The sliding charged tube
Let us analyze, once again, the sliding charged tube around a charged cylinder, which we presented in the previous blog post:
E B E
^ ^ ^ ^ ^ ^
| | | × × × × | | |
negative charge
-------------
++++++++++++++++++ positive charge
-------------
--> v
In this case, we can claim that the Poynting vector explains some of the inertia of the the tube.
Let the charged tube move very slowly. Then the energy density of the magnetic field B is very small. Energy in the electric field E on the right side of the tube must flow to the left side, as the tube progresses on its journey. Presumably, this energy flow is described by the Poynting vector, and momentum is associated with it.
In the diagram above if we make the right hand forefinger to point to the direction of E and the middle finger to B, then the thumb points left: that is, energy flows to the left, as expected.
We can very crudely explain the inertia of the tube relative to the cylinder in the following way:
1. The tube carries the mass-energy of its own electric field (even though that energy is "hidden" by the opposite charge of the cylinder), and
2. an equivalent amount of inertia arises from the energy flow from the electric field on the right side of the tube to the left side.
The momentum associated with item 1 flows to the right, and the momentum associated with 2 flows to the left. The total momentum, measured in the laboratory frame, is zero. This explains why the momentum held by a pure magnetic field B without an electric field E is zero.
rope
--> v
_________
O_________O wheel
| v <-- |
==============
frame
Let us have a pulley made of two wheels and a loop of rope, like in the diagram. If we make the pulley to rotate, the system has a zero momentum relative to the laboratory frame. However, the pulley has inertia relative to the frame. The inertia arises from two movements to opposite directions.
The electric field E generated by a decreasing magnetic field B
Faraday's law of induction says
∇ × E = -dB / dt.
If the magnetic field B in the above diagram decreases, then an induced electric field E' has its curl pointing to the screen. If the right hand has its thumb pointing to the screen, then the fingers tell us the direction of the field E':
× × × -dB / dt
<------
E'
------------ --> v
++++++++++++ cylinder
------------
tube
The electric field E' "resists" the change in the magnetic field B. The electric field tries to push the negatively charged tube to the right and the positively charged cylinder to the left. Can we somehow explain this process with inertia?
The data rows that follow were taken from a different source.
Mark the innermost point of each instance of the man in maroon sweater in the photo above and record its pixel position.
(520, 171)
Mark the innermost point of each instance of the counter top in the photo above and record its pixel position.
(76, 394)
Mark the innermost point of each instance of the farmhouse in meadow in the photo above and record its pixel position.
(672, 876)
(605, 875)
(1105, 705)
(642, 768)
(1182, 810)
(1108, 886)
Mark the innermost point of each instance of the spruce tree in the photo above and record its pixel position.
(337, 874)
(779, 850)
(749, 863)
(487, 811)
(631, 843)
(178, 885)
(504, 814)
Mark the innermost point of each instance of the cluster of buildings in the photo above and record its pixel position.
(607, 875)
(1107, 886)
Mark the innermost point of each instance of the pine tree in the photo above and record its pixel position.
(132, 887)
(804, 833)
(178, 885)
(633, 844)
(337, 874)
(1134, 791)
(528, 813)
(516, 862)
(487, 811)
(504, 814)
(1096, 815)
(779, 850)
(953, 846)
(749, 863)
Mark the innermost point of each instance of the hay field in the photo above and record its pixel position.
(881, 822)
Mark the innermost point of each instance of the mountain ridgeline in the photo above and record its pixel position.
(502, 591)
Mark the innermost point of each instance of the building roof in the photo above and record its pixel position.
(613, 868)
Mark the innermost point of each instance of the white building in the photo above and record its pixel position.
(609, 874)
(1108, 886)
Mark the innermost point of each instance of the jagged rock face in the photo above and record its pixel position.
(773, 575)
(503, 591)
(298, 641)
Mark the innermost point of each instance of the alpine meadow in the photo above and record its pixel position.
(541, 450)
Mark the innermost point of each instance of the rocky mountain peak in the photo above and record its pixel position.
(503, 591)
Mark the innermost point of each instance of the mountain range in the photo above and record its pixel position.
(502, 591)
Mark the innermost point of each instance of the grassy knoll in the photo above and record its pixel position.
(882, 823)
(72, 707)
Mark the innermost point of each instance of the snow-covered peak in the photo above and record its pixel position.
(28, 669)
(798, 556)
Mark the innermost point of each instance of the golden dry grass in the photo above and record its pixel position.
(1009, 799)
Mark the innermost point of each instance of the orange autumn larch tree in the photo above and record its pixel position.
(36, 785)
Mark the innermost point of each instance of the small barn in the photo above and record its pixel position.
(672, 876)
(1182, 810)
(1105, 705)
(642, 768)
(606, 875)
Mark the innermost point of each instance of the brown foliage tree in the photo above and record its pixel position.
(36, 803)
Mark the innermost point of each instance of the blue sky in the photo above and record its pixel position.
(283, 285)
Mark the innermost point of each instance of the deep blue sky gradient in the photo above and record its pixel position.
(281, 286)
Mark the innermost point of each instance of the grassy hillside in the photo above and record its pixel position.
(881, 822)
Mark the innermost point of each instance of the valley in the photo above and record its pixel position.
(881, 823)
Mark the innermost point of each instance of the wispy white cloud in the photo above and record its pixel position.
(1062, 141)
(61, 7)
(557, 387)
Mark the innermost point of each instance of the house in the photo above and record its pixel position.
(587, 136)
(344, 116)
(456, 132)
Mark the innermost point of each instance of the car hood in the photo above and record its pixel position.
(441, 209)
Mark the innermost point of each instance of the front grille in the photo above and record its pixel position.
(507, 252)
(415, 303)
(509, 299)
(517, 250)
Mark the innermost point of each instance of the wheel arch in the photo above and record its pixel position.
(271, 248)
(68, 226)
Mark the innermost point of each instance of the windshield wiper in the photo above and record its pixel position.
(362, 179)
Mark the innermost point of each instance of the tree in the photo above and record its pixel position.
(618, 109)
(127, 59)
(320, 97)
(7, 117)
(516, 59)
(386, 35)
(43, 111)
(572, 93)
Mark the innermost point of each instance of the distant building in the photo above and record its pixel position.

The following model might do the job: in the pulley diagram in the previous section, the lower rope "pushes" positive charges to the left and the upper rope pushes negative charges to the right. In this model, the magnetic field B describes momentum stored in the pulley system.
A current in a closed wire loop: "topology" or a flow of negative energy?
current
<--- I
______
/ \
| |
\______/
wire loop
The sliding charged tube model qualitatively described the momenta associated with a magnetic field. It was crucial that the Poynting vector tells about an energy flow from the right to the left.
But if we have a current in a closed wire loop, then the electric field E is essentially zero everywhere. The Poynting vector does not describe any significant energy flow.
In this case, we might claim that there still is an energy flow, but it is not captured by the Poynting vector.
In the sliding tube model, we may interpret the "hole" in the electric field E around the tube containing negative energy which moves along with the tube. Using this model, switching to a closed wire loop is no dramatic change: we still have negative energy moving along with the electrons.
The Poynting vector does not understand these energy flows: it sums the negative energy flow to the positive energy flow associated with the electric field of the tube, and thinks that the total flow is zero. It is not aware of the separate flows of positive energy and negative energy.
In this model, a pure magnetic field B involves separate flows of positive and negative energy. These flows make up the "pulley" that we described in a preceding section.
Conclusions
On December 17, 2023 we asked where the energy and momentum of a pure magnetic field B is stored. "Pure" in this context means that there is no significant electric field E present, and, consequently, the Poynting vector is essentially zero.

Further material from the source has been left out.